Она была права. Я не мог этого отрицать.
Я как раз думал об этом, когда раздался еще один сигнал тревоги. На мгновение я обрадовался — просто увидев череду цифр и символов, даже если они ничего для меня не значили, почувствовал себя ближе к "Терешковой". Этот дом был всего в трех оболочках и короткой пробежке по вакууму. Почти так близко, что можно было дотронуться, как до космической станции, которая пронеслась по небу над Клушино, когда мой отец посадил меня к себе на плечи.
— Дмитрий, — проскрипел чей-то голос. — Галенка. Это Яков. Надеюсь, вы меня слышите.
— В чем дело, друг? — спросил я, уловив в его голосе нотки раздражения, которые мне не понравились.
— Лучше слушайте внимательно — связь может прерваться в любой момент. На Байконуре зафиксировано изменение в "Матрешке", причем значительное. Амплитуда и частота пульсаций оболочки-1 возросли. Такого никто не видел со времени первого появления. Что бы вы там ни делали, это оказывает влияние. Существо просыпается. Вам нужно подумать о том, как выбраться, пока алгоритм предотвращения столкновений по-прежнему помогает вам пройти оболочку-1. Если пульсации изменятся, алгоритм будет бесполезен.
— Он может лгать, — сказала Галенка. — Говорит все, что ему нужно, чтобы заставить нас вернуться.
— Я не лгу. Хочу, чтобы вы вернулись. И хочу вернуть "Союз", чтобы хотя бы один из нас смог вернуться домой.
— Думаю, нам лучше улететь, — сказал я.
— А образцы?
— Пусть остаются. Давай просто вернемся на корабль как можно быстрее.
Пока я говорил, окно связи погасло. Галенка оттолкнулась от "Прогресса". Я ухватился за ближайший шип и начал карабкаться. Теперь, когда нам не нужно было ничего нести с собой, это получалось быстрее.
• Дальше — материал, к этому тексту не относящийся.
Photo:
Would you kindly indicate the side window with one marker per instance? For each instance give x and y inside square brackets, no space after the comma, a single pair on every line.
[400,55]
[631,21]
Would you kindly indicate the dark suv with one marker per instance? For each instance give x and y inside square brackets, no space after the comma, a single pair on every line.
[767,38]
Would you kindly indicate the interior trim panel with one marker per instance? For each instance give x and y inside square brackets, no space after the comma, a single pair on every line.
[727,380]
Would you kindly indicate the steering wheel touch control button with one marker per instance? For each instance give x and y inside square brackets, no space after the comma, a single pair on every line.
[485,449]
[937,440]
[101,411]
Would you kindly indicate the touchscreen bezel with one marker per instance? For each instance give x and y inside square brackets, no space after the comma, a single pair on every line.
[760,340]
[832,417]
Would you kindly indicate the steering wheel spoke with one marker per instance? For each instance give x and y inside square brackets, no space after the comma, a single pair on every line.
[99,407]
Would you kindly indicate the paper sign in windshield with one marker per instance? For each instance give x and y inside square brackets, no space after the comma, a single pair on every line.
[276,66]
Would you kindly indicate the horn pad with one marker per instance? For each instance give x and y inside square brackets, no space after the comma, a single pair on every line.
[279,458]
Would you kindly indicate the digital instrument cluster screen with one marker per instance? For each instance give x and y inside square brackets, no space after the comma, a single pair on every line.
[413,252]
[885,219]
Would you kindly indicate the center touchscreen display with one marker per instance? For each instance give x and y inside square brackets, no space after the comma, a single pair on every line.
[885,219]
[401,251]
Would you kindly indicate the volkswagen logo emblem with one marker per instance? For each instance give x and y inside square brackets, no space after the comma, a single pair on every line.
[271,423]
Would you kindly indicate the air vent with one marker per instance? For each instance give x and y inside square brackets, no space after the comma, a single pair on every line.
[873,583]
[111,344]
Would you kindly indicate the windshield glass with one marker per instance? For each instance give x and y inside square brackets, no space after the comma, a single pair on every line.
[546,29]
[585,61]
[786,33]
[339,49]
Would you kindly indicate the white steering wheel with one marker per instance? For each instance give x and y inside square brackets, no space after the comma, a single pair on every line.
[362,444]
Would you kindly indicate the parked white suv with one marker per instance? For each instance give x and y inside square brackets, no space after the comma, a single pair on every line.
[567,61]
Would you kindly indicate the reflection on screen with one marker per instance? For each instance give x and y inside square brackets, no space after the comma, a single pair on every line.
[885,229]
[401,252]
Я подумал об изменяющихся условиях в оболочке-1 и понадеялся, что мы все еще сможем найти путь через смертоносный, изменчивый лабиринт силовых линий.
Мы были на полпути к "Союзу" — я мог видеть его над головой, дразняще близко, — когда Галенка остановилась прямо подо мной.
— У нас проблемы, — сказала она.
— Что?
— Посмотри вниз, Дмитрий. Что-то происходит.
Я последовал ее указаниям и понял. Мы больше не могли видеть "Прогресс". Его скрыл серебристый прилив, море мерцающей ртути, медленно пробивающейся сквозь заросли, поглощающей все на своем пути.
— Уходим, — сказал я.
— Не получится, Дмитрий. Оно поднимается слишком быстро.
Я стиснул зубы: типичная Галенка, прагматичная до конца. Но и она возобновила подъем, не в силах помешать своему телу делать то, что разум считал бесполезным. Она также была права насчет прилива. Он должен был накрыть нас задолго до того, как мы достигнем "Союза". Но и останавливаться нам тоже не стоило. Я рискнул взглянуть вниз и увидел, как серебристая жидкость плещется у пяток Галенки и поднимается выше, поглощая нижнюю часть ее ботинка.